Eine schön geschriebene Produktbeschreibung hilft nichts, wenn sie am Kundennutzen vorbeigeht.
Rechtschreibfehler töten dein Produkt
Aus der langjährigen Erfahrung aus meiner Nebenrolle als Verleger und Autor kann ich nicht stark genug betonen, wie wichtig fehlerfreie Produktbeschreibungen sind.
Leser:innen stolpern selbst in belletristischen Werken mit mehreren hundert Seiten und abertausenden von Wörtern Umfang über einzelne Rechtschreibfehler, über einen sehen sie noch hinweg, aber mehrere Fehler zerstören den Lesefluss und hinterlassen negative Gefühle, die in schlechten Rezensionen münden. Und den Abverkauf torpedieren.

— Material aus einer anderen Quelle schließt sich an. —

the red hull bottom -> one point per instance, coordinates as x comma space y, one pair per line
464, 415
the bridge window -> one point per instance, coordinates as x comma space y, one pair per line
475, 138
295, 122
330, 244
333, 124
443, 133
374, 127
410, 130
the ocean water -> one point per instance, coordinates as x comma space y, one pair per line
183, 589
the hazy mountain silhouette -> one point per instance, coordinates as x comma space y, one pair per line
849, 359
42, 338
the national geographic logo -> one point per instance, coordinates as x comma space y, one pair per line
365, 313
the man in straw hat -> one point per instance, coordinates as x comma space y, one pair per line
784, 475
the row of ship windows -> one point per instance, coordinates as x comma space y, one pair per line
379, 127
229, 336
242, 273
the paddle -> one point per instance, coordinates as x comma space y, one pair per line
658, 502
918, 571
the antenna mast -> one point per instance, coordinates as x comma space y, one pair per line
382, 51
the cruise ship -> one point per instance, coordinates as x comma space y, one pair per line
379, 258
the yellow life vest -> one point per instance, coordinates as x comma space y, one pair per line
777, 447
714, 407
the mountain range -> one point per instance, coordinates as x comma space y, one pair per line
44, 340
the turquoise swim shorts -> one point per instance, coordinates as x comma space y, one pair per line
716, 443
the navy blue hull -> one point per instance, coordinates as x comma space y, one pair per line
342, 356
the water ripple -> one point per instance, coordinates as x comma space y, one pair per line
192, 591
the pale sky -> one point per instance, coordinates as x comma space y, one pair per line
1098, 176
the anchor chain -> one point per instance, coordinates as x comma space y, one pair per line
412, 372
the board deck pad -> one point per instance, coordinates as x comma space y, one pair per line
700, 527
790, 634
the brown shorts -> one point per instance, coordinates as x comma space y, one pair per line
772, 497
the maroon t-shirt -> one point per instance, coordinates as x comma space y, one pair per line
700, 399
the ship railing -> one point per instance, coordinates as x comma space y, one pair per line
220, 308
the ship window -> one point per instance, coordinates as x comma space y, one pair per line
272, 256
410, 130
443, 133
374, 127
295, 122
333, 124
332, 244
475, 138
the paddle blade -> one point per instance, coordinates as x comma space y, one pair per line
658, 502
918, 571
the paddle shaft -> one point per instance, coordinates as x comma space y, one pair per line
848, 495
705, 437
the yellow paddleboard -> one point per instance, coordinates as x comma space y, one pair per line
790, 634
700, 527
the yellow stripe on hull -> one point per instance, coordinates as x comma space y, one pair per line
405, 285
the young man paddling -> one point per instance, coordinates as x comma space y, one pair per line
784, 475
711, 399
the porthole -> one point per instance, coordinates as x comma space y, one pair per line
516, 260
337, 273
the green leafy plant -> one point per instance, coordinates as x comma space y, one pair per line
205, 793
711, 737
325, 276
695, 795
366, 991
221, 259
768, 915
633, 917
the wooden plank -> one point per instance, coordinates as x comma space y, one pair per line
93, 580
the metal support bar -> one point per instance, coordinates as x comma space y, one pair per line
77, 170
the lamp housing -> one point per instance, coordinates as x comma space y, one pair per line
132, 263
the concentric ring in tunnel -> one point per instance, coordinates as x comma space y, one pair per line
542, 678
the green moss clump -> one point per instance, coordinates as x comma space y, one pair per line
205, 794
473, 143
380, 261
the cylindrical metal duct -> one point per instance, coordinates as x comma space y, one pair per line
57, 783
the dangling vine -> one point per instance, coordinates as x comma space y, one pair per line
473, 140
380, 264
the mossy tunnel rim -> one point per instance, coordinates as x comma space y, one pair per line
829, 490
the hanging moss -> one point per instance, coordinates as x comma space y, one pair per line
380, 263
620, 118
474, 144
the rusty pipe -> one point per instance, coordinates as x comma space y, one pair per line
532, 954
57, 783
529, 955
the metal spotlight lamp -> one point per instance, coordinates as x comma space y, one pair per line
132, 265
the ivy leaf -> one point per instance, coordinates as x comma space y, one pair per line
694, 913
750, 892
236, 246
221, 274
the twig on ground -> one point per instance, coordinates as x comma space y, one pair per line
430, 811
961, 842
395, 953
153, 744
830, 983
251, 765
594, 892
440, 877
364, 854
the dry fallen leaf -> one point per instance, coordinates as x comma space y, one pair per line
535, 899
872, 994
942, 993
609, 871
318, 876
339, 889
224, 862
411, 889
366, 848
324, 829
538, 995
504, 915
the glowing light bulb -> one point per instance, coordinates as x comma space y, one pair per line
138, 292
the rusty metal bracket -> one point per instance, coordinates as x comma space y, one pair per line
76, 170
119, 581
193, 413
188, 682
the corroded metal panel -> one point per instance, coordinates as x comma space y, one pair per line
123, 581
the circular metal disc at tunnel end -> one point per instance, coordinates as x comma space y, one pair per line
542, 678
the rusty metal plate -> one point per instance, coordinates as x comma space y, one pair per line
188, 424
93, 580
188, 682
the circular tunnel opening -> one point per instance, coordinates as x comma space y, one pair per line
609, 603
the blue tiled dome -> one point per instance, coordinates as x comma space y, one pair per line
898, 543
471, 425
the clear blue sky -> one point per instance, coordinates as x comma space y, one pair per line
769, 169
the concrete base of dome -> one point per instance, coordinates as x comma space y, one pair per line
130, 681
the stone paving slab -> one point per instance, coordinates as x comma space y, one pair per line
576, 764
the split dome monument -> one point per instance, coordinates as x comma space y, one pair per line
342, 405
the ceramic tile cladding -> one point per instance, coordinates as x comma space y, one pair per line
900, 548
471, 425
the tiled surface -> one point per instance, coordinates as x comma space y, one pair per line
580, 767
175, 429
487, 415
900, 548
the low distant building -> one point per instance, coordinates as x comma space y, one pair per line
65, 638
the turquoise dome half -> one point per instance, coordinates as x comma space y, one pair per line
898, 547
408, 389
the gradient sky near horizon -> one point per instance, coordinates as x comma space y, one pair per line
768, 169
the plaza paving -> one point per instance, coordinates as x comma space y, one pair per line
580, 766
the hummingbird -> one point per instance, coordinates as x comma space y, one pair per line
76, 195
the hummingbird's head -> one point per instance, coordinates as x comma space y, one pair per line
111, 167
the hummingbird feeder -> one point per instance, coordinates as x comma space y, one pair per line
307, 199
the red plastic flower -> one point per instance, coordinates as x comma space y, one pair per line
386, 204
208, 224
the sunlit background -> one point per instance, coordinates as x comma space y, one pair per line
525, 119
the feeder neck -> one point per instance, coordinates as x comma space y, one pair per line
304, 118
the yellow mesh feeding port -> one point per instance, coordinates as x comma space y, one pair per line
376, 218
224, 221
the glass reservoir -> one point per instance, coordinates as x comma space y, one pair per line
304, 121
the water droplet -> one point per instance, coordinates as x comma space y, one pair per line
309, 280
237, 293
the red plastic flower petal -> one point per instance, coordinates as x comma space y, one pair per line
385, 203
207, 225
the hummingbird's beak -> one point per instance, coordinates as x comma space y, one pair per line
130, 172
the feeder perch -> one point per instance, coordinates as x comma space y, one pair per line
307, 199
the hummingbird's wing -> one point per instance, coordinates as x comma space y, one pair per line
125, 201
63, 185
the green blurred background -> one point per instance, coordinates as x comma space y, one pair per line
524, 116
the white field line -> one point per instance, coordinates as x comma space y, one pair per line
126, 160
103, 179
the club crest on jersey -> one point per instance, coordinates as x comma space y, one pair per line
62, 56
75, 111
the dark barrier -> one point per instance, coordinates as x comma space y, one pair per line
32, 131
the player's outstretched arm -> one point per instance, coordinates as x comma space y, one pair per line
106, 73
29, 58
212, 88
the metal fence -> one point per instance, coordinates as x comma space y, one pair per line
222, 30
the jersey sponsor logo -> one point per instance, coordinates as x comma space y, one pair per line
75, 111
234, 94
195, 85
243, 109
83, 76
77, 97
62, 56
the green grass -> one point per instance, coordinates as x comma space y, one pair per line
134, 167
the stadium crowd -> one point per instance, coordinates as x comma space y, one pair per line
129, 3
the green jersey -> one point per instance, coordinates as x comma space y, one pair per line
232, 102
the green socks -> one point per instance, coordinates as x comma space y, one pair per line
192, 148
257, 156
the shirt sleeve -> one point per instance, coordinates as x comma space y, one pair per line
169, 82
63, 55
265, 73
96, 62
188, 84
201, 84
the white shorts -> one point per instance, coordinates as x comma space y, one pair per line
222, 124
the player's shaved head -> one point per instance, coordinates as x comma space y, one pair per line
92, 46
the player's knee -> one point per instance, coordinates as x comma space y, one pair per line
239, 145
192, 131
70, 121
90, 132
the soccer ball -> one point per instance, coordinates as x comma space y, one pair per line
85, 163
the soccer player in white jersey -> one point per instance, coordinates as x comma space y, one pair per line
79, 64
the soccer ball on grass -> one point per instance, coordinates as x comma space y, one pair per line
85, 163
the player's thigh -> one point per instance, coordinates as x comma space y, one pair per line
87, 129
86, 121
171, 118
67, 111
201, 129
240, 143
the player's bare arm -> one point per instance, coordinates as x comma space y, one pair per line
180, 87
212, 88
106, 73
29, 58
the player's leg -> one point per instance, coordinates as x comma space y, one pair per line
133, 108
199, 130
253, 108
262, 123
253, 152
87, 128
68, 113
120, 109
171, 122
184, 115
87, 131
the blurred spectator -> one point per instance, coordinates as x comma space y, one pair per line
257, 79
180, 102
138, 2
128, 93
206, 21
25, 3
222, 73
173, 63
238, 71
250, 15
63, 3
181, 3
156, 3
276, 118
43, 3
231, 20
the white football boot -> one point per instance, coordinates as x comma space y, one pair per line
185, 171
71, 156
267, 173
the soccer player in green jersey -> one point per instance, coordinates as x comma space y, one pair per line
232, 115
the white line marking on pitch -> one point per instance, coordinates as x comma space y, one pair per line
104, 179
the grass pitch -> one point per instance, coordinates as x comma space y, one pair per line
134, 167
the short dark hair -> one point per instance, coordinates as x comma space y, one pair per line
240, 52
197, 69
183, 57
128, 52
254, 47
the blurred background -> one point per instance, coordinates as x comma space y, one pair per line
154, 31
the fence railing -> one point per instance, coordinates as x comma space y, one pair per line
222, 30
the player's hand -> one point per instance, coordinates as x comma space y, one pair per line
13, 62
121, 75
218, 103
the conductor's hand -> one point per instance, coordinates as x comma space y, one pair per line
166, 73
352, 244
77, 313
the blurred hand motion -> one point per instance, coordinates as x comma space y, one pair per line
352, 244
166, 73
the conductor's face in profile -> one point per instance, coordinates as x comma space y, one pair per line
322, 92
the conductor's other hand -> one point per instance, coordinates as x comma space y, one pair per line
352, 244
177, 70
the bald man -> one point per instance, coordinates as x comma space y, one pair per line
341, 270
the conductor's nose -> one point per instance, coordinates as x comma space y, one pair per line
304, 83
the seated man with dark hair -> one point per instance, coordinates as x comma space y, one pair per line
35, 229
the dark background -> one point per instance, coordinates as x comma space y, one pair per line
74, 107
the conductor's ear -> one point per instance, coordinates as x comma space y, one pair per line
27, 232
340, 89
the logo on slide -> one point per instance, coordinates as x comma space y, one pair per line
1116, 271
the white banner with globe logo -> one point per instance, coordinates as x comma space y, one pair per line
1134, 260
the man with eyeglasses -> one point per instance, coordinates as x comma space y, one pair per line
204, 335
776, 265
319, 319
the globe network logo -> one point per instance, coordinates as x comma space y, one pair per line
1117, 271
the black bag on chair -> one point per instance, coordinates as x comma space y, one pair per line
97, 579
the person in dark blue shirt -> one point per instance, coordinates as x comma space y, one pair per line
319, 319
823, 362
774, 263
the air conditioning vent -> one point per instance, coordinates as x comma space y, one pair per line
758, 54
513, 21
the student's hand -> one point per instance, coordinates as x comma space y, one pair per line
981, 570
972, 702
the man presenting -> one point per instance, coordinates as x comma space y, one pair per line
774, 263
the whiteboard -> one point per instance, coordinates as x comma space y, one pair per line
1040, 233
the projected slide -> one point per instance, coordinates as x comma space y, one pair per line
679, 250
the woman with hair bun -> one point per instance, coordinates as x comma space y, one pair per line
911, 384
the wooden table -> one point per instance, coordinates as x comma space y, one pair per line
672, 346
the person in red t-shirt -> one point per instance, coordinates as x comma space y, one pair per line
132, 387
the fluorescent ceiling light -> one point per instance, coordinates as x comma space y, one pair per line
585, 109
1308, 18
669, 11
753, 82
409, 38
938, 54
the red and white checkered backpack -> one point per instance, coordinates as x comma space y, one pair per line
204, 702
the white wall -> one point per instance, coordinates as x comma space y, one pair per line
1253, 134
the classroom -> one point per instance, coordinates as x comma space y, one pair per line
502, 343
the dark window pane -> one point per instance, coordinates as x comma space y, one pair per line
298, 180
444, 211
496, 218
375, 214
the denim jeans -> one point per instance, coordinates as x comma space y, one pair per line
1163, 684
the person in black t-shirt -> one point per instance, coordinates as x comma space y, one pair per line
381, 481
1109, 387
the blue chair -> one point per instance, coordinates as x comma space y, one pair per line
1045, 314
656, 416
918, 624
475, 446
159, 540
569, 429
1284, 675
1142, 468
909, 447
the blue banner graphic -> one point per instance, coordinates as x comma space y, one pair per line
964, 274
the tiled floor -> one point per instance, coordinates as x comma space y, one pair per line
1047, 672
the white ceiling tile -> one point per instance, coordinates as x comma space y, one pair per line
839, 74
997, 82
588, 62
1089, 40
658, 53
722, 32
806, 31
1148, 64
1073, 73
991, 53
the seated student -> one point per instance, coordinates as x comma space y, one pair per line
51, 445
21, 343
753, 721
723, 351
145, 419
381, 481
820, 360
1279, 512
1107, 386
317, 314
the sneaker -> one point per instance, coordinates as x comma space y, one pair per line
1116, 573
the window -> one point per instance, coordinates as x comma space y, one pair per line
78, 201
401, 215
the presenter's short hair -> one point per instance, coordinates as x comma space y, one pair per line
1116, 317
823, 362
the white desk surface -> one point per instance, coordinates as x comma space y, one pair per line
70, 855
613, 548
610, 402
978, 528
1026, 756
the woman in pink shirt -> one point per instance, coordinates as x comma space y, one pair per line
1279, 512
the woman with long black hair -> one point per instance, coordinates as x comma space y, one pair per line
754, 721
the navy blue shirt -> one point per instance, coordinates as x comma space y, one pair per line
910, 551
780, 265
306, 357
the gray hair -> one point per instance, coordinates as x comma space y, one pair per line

Jeder Lektor erklärt den Effekt gleich: Die Leser:innen nehmen die Fehler unbewusst wahr, die handwerkliche Qualität wird anders wahrgenommen, worunter selbst die beste Geschichte leidet.
Für Produktbeschreibungen gilt dasselbe: Rechtschreibfehler deuten gefühlt auf handwerkliche Mängel am Produkt hin und zerstören so die Conversion und im schlimmsten Fall das Produkt.
PS.: Die Rahmenbedingungen müssen stimmen
Ich lese in einschlägigen Artikeln und Medien viel von Trust und Aufmerksamkeit, das habe ich mit Absicht vernachlässigt.
Vertrauen muss aufgebaut werden, bevor der Produkttext überhaupt eine Rolle spielt. Zuerst die Website, dann die Bilder und schliesslich die ganze Produktdetailseite müssen Vertrauen aufbauen. Aufmerksamkeit kommt über die Produktbilder und den Titel auf das Produkt, in dem Moment, in dem Kund:innen die Produktbeschreibung lesen, sind wir schon tief in der Customer Journey und stehen unmittelbar vor einem Abschluss oder einem Absprung.